By Aishwarya Singh
Abstract
Over the past three decades, global financial markets have been shaped not only by insider trading, speculative short selling, and coordinated manipulation, but also by their deep entanglement with geopolitical conflict. This article situates financial market behaviour within a broader political economy framework, linking crises, capital flows, and militarisation. Drawing on evidence from the United States, global markets, and India, alongside data from the Reserve Bank of India (RBI), Securities and Exchange Board of India (SEBI), National Family Health Survey (NFHS), International Monetary Fund (IMF), and Stockholm International Peace Research Institute (SIPRI), it argues that financial instability is not merely a regulatory failure but a structural feature of contemporary capitalism. For India, increasing integration into global finance requires a shift from reactive regulation to strategic, development-oriented governance.
Introduction
Markets and the Illusion of Fairness
Financial markets are often portrayed as neutral mechanisms of price discovery, where information is efficiently processed and capital is optimally allocated (Fama, 1970). Yet, empirical realities suggest otherwise. Repeated episodes of insider trading, speculative short selling, and coordinated market action reveal that markets are structured by asymmetries of information, capital, and institutional power (Aggarwal & Wu, 2006).
India’s experience since liberalisation reflects this contradiction.
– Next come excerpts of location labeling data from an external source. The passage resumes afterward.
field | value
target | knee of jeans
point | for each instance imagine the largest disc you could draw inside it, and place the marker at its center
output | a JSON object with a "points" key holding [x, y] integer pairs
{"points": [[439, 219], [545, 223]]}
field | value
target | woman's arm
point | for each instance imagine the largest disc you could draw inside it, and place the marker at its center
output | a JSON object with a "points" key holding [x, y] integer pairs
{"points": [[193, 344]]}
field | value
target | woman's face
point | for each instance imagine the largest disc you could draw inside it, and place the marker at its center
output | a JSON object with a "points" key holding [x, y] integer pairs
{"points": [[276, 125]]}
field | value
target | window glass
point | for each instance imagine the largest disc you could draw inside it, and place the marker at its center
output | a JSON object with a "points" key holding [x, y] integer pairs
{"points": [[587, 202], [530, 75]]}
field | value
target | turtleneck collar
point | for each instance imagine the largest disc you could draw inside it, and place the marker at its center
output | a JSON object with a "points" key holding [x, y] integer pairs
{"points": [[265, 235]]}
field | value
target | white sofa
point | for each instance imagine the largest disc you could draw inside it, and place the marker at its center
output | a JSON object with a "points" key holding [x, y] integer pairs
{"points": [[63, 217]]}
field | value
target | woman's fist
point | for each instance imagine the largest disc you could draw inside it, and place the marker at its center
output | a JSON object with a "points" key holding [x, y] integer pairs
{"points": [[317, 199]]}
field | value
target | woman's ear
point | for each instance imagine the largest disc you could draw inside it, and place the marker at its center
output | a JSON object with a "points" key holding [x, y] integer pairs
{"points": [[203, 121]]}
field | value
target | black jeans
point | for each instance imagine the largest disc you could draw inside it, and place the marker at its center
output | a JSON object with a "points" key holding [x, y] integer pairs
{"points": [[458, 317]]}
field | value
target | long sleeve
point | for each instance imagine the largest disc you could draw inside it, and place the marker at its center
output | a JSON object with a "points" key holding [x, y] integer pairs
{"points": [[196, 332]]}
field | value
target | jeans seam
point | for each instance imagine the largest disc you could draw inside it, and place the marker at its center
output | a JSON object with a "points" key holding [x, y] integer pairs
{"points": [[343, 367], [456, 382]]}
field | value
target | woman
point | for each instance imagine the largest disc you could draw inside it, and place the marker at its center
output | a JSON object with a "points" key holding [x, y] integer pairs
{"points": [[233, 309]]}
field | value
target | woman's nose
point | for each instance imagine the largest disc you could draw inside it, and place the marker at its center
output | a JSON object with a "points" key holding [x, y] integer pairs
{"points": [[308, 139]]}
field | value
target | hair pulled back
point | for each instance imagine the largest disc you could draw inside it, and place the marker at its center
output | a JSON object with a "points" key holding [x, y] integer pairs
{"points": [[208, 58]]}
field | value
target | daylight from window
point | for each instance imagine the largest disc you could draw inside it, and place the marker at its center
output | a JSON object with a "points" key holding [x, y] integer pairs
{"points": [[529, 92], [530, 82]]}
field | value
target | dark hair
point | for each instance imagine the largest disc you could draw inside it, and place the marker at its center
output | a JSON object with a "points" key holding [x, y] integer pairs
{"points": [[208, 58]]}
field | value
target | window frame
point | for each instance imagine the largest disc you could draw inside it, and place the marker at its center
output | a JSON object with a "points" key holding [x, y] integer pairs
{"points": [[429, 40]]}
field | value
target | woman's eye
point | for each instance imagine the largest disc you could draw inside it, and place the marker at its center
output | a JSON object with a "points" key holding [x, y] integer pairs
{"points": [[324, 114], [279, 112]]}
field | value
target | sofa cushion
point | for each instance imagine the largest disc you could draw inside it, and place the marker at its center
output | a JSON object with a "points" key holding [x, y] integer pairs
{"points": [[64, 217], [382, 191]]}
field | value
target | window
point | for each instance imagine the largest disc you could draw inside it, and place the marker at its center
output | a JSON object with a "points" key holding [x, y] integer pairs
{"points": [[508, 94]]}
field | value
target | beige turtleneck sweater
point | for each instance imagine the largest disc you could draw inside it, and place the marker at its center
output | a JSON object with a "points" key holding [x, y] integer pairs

While capital markets have expanded significantly, they have also become increasingly sensitive to global capital flows. According to the Reserve Bank of India (RBI), foreign institutional investment (FII) flows into India have exhibited sharp volatility, often driven more by global liquidity conditions than domestic fundamentals (RBI, 2023). This volatility underscores a central paradox: integration into global finance enhances access to capital but also imports instability.
From Scandal to System
The evolution of financial manipulation globally reveals a shift from isolated misconduct to systemic patterns. The Salomon Brothers scandal of 1991 exposed vulnerabilities in sovereign debt markets, while the Enron collapse demonstrated how insider information and accounting manipulation could sustain inflated valuations (Healy & Palepu, 2003). By the 2000s, insider trading had become networked, as seen in the Galleon case, where information flowed through complex circuits of financial and corporate actors.
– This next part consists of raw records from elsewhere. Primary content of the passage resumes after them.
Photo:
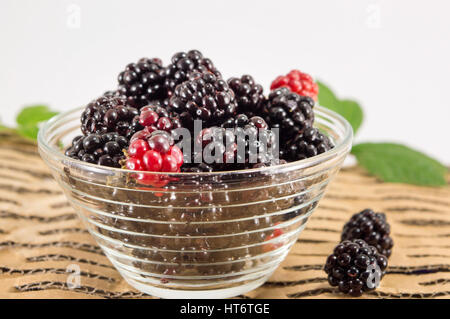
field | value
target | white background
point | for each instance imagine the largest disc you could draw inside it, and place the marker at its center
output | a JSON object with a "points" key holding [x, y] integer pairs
{"points": [[391, 55]]}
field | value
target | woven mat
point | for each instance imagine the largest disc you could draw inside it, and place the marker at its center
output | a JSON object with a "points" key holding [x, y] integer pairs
{"points": [[41, 237]]}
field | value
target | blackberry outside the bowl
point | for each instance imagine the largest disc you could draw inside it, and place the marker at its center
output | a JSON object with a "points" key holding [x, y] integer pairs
{"points": [[142, 82], [102, 149], [203, 97], [184, 63], [355, 267], [249, 95], [109, 113], [373, 228]]}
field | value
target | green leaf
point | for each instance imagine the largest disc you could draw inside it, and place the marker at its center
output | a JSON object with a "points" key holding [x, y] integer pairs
{"points": [[32, 115], [326, 96], [352, 112], [349, 109], [29, 118], [397, 163]]}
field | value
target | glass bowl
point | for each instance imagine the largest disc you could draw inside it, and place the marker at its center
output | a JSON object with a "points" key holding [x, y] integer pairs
{"points": [[204, 235]]}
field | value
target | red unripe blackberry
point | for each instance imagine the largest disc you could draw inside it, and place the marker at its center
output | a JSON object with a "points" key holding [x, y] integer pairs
{"points": [[154, 152], [298, 82], [142, 82], [373, 228], [249, 95], [203, 97], [289, 112], [102, 149], [109, 113], [355, 267], [184, 63], [153, 160]]}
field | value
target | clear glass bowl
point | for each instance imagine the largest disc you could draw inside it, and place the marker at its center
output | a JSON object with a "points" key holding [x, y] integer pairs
{"points": [[205, 235]]}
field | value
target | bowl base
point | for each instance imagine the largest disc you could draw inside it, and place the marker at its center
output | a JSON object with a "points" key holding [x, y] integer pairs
{"points": [[197, 294]]}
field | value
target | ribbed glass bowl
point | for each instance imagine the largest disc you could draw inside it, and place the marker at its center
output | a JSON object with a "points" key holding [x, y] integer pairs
{"points": [[204, 235]]}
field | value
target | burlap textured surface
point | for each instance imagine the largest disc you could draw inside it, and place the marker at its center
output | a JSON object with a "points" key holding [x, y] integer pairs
{"points": [[42, 240]]}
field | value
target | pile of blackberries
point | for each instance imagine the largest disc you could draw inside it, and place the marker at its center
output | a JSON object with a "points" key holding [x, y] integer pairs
{"points": [[151, 96]]}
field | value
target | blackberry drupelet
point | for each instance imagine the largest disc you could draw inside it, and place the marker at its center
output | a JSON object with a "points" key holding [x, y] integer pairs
{"points": [[203, 97], [109, 113], [102, 149], [183, 64], [154, 117], [249, 95], [288, 111], [372, 228], [308, 143], [355, 267], [142, 82]]}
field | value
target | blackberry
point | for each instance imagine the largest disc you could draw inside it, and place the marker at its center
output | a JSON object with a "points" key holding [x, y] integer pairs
{"points": [[355, 267], [102, 149], [142, 82], [371, 227], [249, 95], [109, 113], [288, 111], [203, 97], [183, 64], [308, 143], [155, 117]]}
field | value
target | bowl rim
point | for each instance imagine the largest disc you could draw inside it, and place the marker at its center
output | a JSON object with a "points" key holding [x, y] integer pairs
{"points": [[328, 114]]}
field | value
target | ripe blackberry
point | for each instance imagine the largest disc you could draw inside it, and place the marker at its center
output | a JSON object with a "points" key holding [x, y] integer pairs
{"points": [[355, 267], [102, 149], [249, 95], [183, 64], [142, 82], [203, 97], [372, 228], [290, 112], [308, 143], [109, 113], [154, 117]]}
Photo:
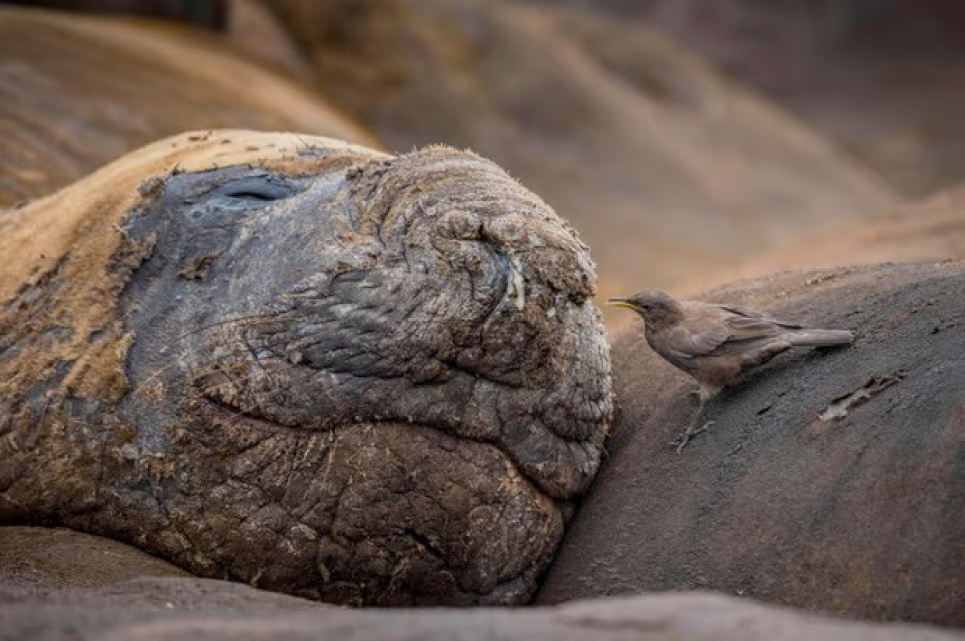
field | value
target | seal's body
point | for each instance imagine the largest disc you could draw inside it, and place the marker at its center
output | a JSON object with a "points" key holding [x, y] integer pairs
{"points": [[306, 365]]}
Short selling occupies a more ambiguous position. While it contributes to price discovery, it can also amplify decline during periods of stress. During the 2008 financial crisis, aggressive short selling was widely blamed for accelerating the collapse of financial institutions, prompting regulatory interventions (SEC, 2008). More recently, the GameStop episode highlighted how digital coordination can disrupt traditional market hierarchies, blurring the boundaries between strategy and manipulation.
When Finance Meets War
Financial markets do not operate in isolation from geopolitical conflict; they absorb and reflect its dynamics. SIPRI estimates that global military expenditure reached $2.443 trillion in 2023, with the United States accounting for $916 billion, the largest share globally (SIPRI, 2024a). At the same time, the United States dominated global arms exports, accounting for 43% of total exports in 2020–24 and supplying arms to over 100 countries (SIPRI, 2025).
These figures do not imply that wars are orchestrated for profit. However, they reveal structural incentives linking conflict, capital flows, and financial markets. Periods of geopolitical instability generate volatility, which in turn creates opportunities for speculative gains in commodities, currencies, and equities. Defence sector stocks often rise during conflict escalation, while energy markets experience sharp price movements.
The Russia–Ukraine war provides a clear illustration. Oil prices surged dramatically, global inflation increased, and financial markets experienced heightened volatility.
The IMF noted that the war significantly slowed global growth and transmitted shocks through commodity markets and financial linkages (IMF, 2022). At the same time, the U.S. dollar’s dominance as a reserve currency, accounting for approximately 58% of global foreign exchange reserves, reinforced its role as a safe haven during periods of uncertainty (Federal Reserve, 2025).
Thus, the benefits to the United States are not only industrial, through defence production and exports, but also monetary, through capital inflows into dollar-denominated assets during crises.
Crisis, War, and Economic Transmission
The interaction between financial crises, wars, and economic outcomes can be illustrated through major global events as shown in the Table 1.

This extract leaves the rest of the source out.